Good to Great Tennis Academy

Danderyd, SwedenNorthern Europe

Boutique, high‑performance academy in Stockholm with on‑site boarding, seven indoor courts, and a founder‑led coaching team. Clear weekly, semester, and annual options make it a practical European base for serious juniors.

Good to Great Tennis Academy, Danderyd, Sweden — image 1

Good to Great Tennis Academy

If you grew up on stories of Sweden’s tennis dynasty, Good to Great feels like stepping into a living chapter of that tradition. Founded in 2011 by Magnus Norman, Nicklas Kulti, and Mikael Tillström, the academy was built around a simple idea that requires uncommon discipline: keep the program small, keep standards high, and let players work every day with coaches who have actually walked the road from junior hopeful to world class professional.

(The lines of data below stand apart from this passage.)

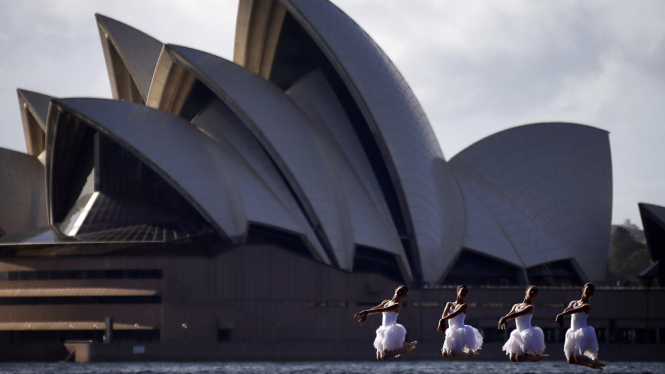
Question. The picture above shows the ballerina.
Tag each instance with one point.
(390, 336)
(462, 341)
(581, 346)
(526, 343)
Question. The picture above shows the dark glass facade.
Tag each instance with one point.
(132, 203)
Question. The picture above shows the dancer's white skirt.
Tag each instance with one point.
(462, 340)
(529, 341)
(389, 338)
(580, 343)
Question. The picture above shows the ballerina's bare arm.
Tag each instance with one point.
(514, 314)
(380, 309)
(461, 308)
(586, 308)
(363, 312)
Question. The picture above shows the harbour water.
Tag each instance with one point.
(340, 367)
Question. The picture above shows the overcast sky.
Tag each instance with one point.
(476, 67)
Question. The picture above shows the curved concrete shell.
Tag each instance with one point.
(429, 213)
(539, 193)
(184, 157)
(131, 57)
(370, 216)
(265, 195)
(22, 193)
(283, 131)
(34, 108)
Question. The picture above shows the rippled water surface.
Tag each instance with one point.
(395, 367)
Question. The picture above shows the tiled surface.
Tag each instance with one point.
(22, 193)
(139, 51)
(370, 219)
(37, 104)
(389, 106)
(266, 197)
(548, 187)
(193, 163)
(282, 129)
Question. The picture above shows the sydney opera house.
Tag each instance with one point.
(229, 201)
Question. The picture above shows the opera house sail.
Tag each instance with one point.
(206, 184)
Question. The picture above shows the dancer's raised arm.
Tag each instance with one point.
(503, 322)
(390, 336)
(573, 307)
(581, 345)
(526, 343)
(462, 341)
(460, 308)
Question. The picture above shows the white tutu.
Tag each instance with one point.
(462, 339)
(581, 342)
(389, 338)
(529, 341)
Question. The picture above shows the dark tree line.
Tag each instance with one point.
(627, 259)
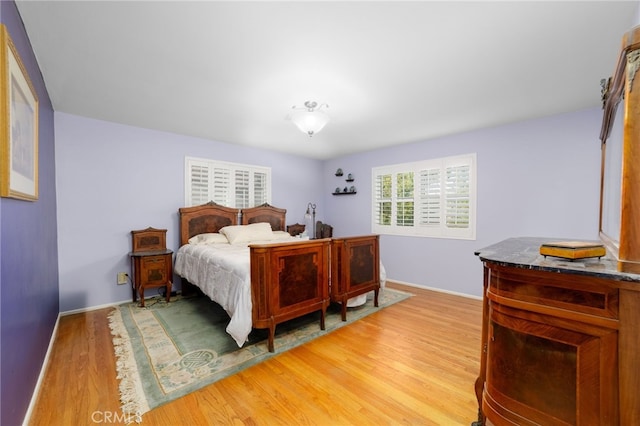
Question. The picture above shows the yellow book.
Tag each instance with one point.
(572, 249)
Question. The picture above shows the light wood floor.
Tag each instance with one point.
(412, 363)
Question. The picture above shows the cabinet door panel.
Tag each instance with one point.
(548, 374)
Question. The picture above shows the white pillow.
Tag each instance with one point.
(209, 238)
(260, 231)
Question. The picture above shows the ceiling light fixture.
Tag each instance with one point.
(310, 119)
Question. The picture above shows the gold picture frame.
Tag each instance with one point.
(18, 124)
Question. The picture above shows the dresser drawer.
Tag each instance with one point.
(575, 293)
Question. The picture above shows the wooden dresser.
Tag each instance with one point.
(560, 339)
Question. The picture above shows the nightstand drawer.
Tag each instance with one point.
(154, 269)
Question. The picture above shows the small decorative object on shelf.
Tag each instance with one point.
(346, 190)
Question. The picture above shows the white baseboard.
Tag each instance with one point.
(469, 296)
(95, 308)
(43, 370)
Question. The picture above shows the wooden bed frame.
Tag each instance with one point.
(288, 280)
(292, 279)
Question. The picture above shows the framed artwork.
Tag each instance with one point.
(18, 125)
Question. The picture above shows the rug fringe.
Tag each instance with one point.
(134, 403)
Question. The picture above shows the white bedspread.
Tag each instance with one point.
(221, 271)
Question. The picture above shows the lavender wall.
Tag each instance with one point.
(113, 178)
(535, 178)
(29, 262)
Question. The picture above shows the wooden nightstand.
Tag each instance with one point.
(151, 262)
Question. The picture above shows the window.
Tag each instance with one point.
(229, 184)
(431, 198)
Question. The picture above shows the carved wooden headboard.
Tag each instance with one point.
(210, 217)
(265, 213)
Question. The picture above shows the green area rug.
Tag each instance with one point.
(167, 350)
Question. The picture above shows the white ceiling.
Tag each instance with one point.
(391, 72)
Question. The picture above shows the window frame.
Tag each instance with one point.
(420, 201)
(223, 180)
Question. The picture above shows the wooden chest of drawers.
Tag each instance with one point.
(559, 341)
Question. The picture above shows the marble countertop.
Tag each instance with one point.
(524, 252)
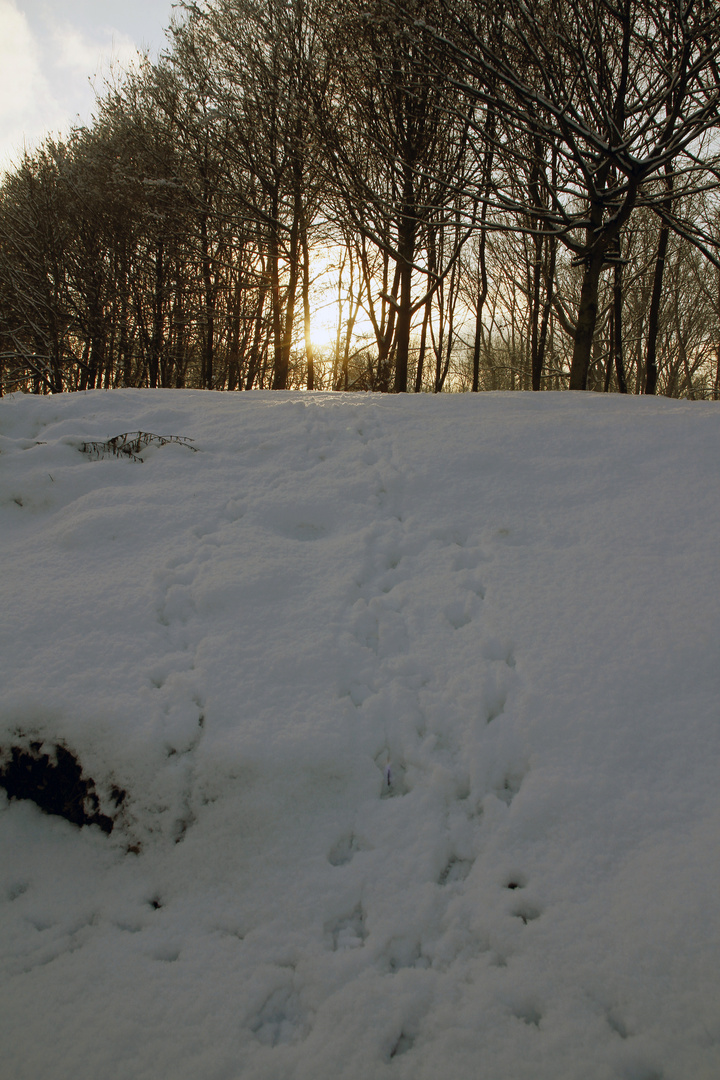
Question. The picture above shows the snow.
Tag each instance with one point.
(415, 701)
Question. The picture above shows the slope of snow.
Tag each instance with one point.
(415, 701)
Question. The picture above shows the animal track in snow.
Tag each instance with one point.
(348, 931)
(344, 850)
(280, 1021)
(510, 787)
(405, 1042)
(527, 912)
(529, 1014)
(457, 869)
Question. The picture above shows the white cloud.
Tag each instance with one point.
(85, 55)
(49, 67)
(28, 108)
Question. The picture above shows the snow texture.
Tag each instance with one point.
(415, 703)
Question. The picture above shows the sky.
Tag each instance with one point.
(52, 52)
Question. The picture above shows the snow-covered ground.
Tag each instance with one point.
(415, 702)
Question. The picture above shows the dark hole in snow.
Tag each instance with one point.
(55, 783)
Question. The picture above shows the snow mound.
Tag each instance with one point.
(412, 706)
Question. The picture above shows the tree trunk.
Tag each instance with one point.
(587, 313)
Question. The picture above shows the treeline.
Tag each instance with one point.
(481, 194)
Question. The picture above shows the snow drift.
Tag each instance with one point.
(405, 713)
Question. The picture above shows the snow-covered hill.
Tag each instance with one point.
(413, 703)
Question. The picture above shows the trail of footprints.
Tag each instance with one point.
(175, 677)
(384, 634)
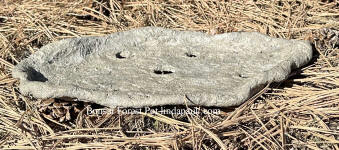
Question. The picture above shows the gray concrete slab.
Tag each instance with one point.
(154, 66)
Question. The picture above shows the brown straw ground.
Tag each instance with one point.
(299, 113)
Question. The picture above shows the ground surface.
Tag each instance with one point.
(301, 112)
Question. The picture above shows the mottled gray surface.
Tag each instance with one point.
(156, 66)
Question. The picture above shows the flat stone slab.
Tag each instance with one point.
(154, 66)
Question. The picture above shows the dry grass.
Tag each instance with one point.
(300, 113)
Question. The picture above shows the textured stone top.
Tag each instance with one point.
(154, 66)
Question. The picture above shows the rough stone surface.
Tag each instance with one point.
(155, 66)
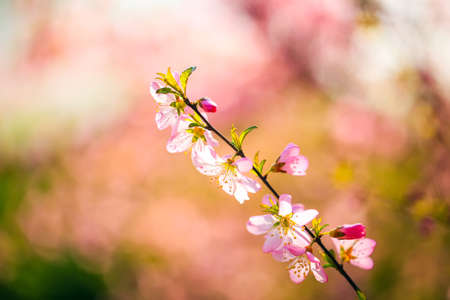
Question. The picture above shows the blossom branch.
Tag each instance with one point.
(239, 152)
(287, 236)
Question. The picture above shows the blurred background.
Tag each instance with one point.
(93, 207)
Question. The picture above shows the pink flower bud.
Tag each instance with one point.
(349, 232)
(207, 105)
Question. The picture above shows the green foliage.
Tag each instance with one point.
(36, 278)
(259, 165)
(185, 76)
(164, 90)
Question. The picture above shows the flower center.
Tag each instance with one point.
(198, 132)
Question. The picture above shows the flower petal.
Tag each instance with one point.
(164, 99)
(285, 206)
(243, 164)
(210, 139)
(290, 151)
(227, 182)
(365, 263)
(299, 269)
(319, 272)
(240, 193)
(300, 238)
(249, 184)
(304, 217)
(298, 207)
(180, 142)
(282, 255)
(204, 159)
(165, 117)
(295, 250)
(296, 166)
(273, 241)
(260, 224)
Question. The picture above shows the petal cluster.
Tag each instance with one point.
(285, 237)
(228, 171)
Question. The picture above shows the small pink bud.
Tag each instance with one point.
(207, 105)
(349, 232)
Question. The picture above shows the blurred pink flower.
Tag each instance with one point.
(207, 162)
(292, 162)
(183, 136)
(349, 232)
(285, 236)
(362, 129)
(208, 105)
(299, 268)
(356, 252)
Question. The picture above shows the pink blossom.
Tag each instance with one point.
(291, 162)
(183, 136)
(167, 115)
(227, 170)
(349, 232)
(284, 233)
(208, 105)
(356, 252)
(299, 268)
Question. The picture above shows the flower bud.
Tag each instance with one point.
(207, 105)
(349, 232)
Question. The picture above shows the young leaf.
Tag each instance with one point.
(256, 159)
(261, 165)
(329, 260)
(235, 138)
(244, 134)
(164, 90)
(185, 76)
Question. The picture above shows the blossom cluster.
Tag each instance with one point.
(284, 225)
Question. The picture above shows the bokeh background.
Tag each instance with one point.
(93, 207)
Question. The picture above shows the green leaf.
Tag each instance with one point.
(185, 76)
(235, 138)
(164, 90)
(261, 165)
(244, 134)
(170, 80)
(361, 295)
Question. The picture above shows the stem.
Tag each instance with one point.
(316, 239)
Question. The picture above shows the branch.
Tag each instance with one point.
(316, 239)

After an itinerant start, the academy established its permanent base in Danderyd, just north of central Stockholm, and opened its current arena in 2018. The result is a compact, purpose built environment where training, recovery, meals, and boarding live under one roof.

Why Stockholm and why Danderyd

Danderyd sits a few metro stops from Stockholm’s city center and about a 25 minute drive from Stockholm Arlanda Airport. That proximity matters for both juniors and visiting professionals, because it makes arrivals, tournament hops, and family visits simple. The climate is a training advantage as much as a logistical factor. Winters are cold and daylight is short, which places a premium on reliable indoor infrastructure. Good to Great’s arena provides exactly that, so volume and quality do not depend on the weather. As spring opens, players transition to the outdoor courts, using the change in surface and conditions to sharpen footwork and decision making. The arena’s front of house is open to the public, which keeps league matches and casual play swirling in the background. Squads train in dedicated blocks, so players get the benefits of a genuine academy bubble without the feeling of isolation.

Facilities that remove excuses

The tennis footprint is clear and specific: seven indoor hard courts, five outdoor clay courts, and one outdoor hard court. For crossover and coordination training, the arena also includes padel courts, with both indoor and outdoor options. A 350 square meter performance gym sits at the heart of the facility, equipped for strength, speed, and power work. An on site osteopath and chiropractor support day to day niggles, and a sports clinic handles treatment, massage, and rehabilitation. There is a professional stringing service run by a tour experienced stringer, a pro shop for essentials, and a full restaurant and café that serves breakfast, lunch, and dinner.

Boarding is on site and intentionally simple. The arena provides full board accommodation in 21 double rooms with shared corridor bathrooms, plus a players lounge that acts as a living room between sessions. That proximity turns recovery into a controllable variable. You leave fitness, walk thirty seconds, eat a hot lunch, and you are back on court for the afternoon block without a commute. Parents who visit for a week or two will find the café terrace and common areas make the space livable, and when capacity allows, limited on site hosting can be arranged.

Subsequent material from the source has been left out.